As far as feature documentaries about the history of film, be it about specific genres, films or film talent, are more often than not “tough sledding.” Droll, self serious and completely superficial, a vast majority of documentaries about the history of film feel lifeless and simply a series of facts told to the audience by whoever the filmmaker could get in the booth that day.
This, however, could not be further from the truth when discussing Dawson City: Frozen Time. Despite having a relatively dry title, Bill Morrison’s latest and possibly greatest work sends us back to the earliest days of the medium, or at least after initially setting the stage for what would come. In 1978, a man in the small Canadian village of Dawson City uncovered a treasure trove of roughly 500 nitrate film reels, with their origins in back half of the 1910’s. This discovery thrusts the viewers back into the earliest days not only of cinema but of Dawson City itself, a massively important city in Canadian history, as its role in the Klondike Gold Rush could never go understated. Sid Grauman has connections to the city, as does the family of a certain lunatic who is currently the 45th President of these United States (the earliest Trump property was founded during the aforementioned Gold Rush here).
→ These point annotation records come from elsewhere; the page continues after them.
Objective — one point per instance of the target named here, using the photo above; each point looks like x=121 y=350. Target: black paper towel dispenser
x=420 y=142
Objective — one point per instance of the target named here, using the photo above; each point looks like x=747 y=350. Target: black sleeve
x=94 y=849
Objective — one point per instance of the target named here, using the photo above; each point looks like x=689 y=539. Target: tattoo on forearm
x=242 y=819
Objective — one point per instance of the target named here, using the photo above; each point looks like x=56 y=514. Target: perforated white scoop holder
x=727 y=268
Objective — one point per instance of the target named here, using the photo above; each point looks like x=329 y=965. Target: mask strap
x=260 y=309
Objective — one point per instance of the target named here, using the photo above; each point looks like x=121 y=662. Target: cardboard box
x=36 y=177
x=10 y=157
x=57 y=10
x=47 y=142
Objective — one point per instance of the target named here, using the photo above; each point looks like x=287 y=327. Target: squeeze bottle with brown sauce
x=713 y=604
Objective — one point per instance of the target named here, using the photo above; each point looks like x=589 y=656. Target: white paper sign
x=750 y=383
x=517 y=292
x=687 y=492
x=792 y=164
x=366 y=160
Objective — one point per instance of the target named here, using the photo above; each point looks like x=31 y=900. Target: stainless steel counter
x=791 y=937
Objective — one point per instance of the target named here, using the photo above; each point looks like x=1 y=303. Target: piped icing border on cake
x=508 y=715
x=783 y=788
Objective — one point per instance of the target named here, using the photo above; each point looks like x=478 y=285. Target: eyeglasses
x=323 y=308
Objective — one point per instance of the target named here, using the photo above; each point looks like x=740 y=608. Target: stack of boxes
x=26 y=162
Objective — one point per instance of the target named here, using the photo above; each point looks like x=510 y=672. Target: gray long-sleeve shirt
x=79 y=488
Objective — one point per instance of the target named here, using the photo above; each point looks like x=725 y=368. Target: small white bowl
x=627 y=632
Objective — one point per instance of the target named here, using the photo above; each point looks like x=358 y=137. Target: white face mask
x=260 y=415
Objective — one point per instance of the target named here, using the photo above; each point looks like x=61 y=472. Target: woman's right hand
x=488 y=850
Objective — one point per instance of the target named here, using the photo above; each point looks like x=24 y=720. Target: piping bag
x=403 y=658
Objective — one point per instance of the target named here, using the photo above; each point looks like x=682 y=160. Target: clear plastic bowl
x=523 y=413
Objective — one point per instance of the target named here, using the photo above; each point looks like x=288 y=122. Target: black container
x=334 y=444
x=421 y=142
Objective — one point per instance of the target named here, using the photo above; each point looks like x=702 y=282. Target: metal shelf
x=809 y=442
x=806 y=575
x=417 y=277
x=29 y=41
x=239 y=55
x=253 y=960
However, when the city began getting motion pictures sent to their theaters, they would be prints with years worth of wear and tear, and far too expensive to do anything with other than exhibit and then send to storage.
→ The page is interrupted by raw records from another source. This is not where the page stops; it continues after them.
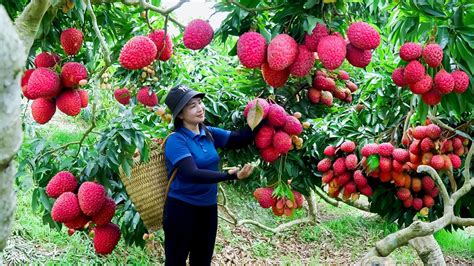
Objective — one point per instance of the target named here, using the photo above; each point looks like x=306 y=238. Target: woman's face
x=193 y=112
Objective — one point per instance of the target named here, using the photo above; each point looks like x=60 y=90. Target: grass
x=457 y=242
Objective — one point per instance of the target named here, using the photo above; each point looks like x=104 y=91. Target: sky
x=193 y=10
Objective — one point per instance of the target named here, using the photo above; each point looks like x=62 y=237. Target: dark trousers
x=189 y=230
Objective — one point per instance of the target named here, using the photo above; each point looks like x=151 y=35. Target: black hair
x=178 y=123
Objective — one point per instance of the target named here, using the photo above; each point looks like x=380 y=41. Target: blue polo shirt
x=184 y=143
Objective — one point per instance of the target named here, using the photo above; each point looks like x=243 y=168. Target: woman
x=190 y=214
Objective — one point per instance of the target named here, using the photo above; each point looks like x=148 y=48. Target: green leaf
x=310 y=3
x=373 y=162
x=255 y=115
x=45 y=200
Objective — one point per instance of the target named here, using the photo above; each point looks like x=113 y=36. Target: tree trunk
x=428 y=250
x=12 y=56
x=27 y=24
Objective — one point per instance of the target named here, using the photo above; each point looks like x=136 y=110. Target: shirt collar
x=191 y=134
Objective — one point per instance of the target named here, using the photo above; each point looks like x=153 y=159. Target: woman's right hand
x=245 y=172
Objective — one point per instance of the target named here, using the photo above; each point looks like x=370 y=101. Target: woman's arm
x=189 y=171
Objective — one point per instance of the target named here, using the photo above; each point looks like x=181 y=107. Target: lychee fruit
x=43 y=83
x=71 y=41
x=147 y=97
x=72 y=73
x=386 y=149
x=422 y=86
x=312 y=40
x=78 y=223
x=62 y=182
x=251 y=49
x=461 y=81
x=357 y=57
x=403 y=193
x=164 y=45
x=65 y=208
x=84 y=98
x=427 y=183
x=137 y=53
x=269 y=154
x=348 y=146
x=443 y=82
x=282 y=52
x=401 y=155
x=414 y=72
x=122 y=96
x=106 y=238
x=433 y=97
x=275 y=78
x=198 y=34
x=326 y=98
x=91 y=198
x=369 y=149
x=398 y=78
x=43 y=110
x=46 y=59
x=264 y=137
x=417 y=204
x=351 y=161
x=303 y=63
x=437 y=162
x=433 y=55
x=276 y=115
x=332 y=51
x=324 y=165
x=363 y=36
x=104 y=216
x=292 y=126
x=339 y=166
x=69 y=102
x=282 y=142
x=410 y=51
x=262 y=102
x=314 y=95
x=455 y=160
x=330 y=151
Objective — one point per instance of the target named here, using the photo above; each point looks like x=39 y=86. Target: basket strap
x=173 y=175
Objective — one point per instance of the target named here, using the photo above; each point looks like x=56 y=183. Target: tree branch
x=103 y=44
x=146 y=6
x=463 y=221
x=232 y=2
x=27 y=24
x=443 y=125
x=434 y=175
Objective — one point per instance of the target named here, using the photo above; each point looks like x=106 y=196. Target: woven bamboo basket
x=147 y=188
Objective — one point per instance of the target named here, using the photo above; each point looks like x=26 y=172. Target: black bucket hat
x=179 y=96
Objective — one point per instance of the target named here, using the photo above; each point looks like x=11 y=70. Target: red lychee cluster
x=141 y=51
x=427 y=145
x=414 y=75
x=284 y=56
x=50 y=89
x=90 y=208
x=279 y=131
x=198 y=34
x=326 y=86
x=339 y=170
x=145 y=96
x=280 y=206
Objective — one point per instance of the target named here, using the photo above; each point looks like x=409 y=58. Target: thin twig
x=254 y=9
x=434 y=175
x=99 y=34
Or catch fire. “Cinema was born of an explosive” is one of the earliest subtitles you’ll see pop up on the screen, sending the film down one of its earliest dives into history, this of film itself, specifically nitrate film. With all of these prints sitting in storage, numerous fires occurred, which itself makes the subsequent discovery of the prints in 1978 all the more thrilling. Included among those ranks were at least 372 features, and even newsreel footage, including incredibly rare footage of the infamous “Black Sox” World Series from 1919. The viewer becomes privy to numerous moments from these discovered films, which admittedly look rough, but carry with them tactile history and an energy all their own. These are some of the documentary’s most exciting moments, and while they’re also some of the more sad (it’s hard not to get upset watching these rare classics look so degraded) each frame screams with a vitality that can’t truly be described.
Dawson City isn’t just a collection of film clips however. As previously mentioned, the film looks at the history of the players within this story, and does so in a thrillingly experimental manner. With a score from Sigur Ros collaborator Alex Somers, Dawson City is a poignant and powerful historical document that is admittedly a dense piece of work but one of captivating liveliness. Collecting archival footage, interviews and film clips, Morrison’s latest work pairs beautifully with his masterpiece Decasia, proving him to be a superb screen historian. More in the tradition of film collage work than anything relating to mainstream documentary cinema, Dawson City inverts expectations, turning the type of Ken Burns-ian history lesson into a lavishly edited, charismatically written film experiment.
Instead of having droll voiceover, the film uses titles to tell these stories, and again while that may leave many mainstream viewers a bit lost, this is a gorgeously crafted and impossibly engaging look into turn-of-the-19th Century capitalism, nitrate film and one of the most important discoveries in all of film history.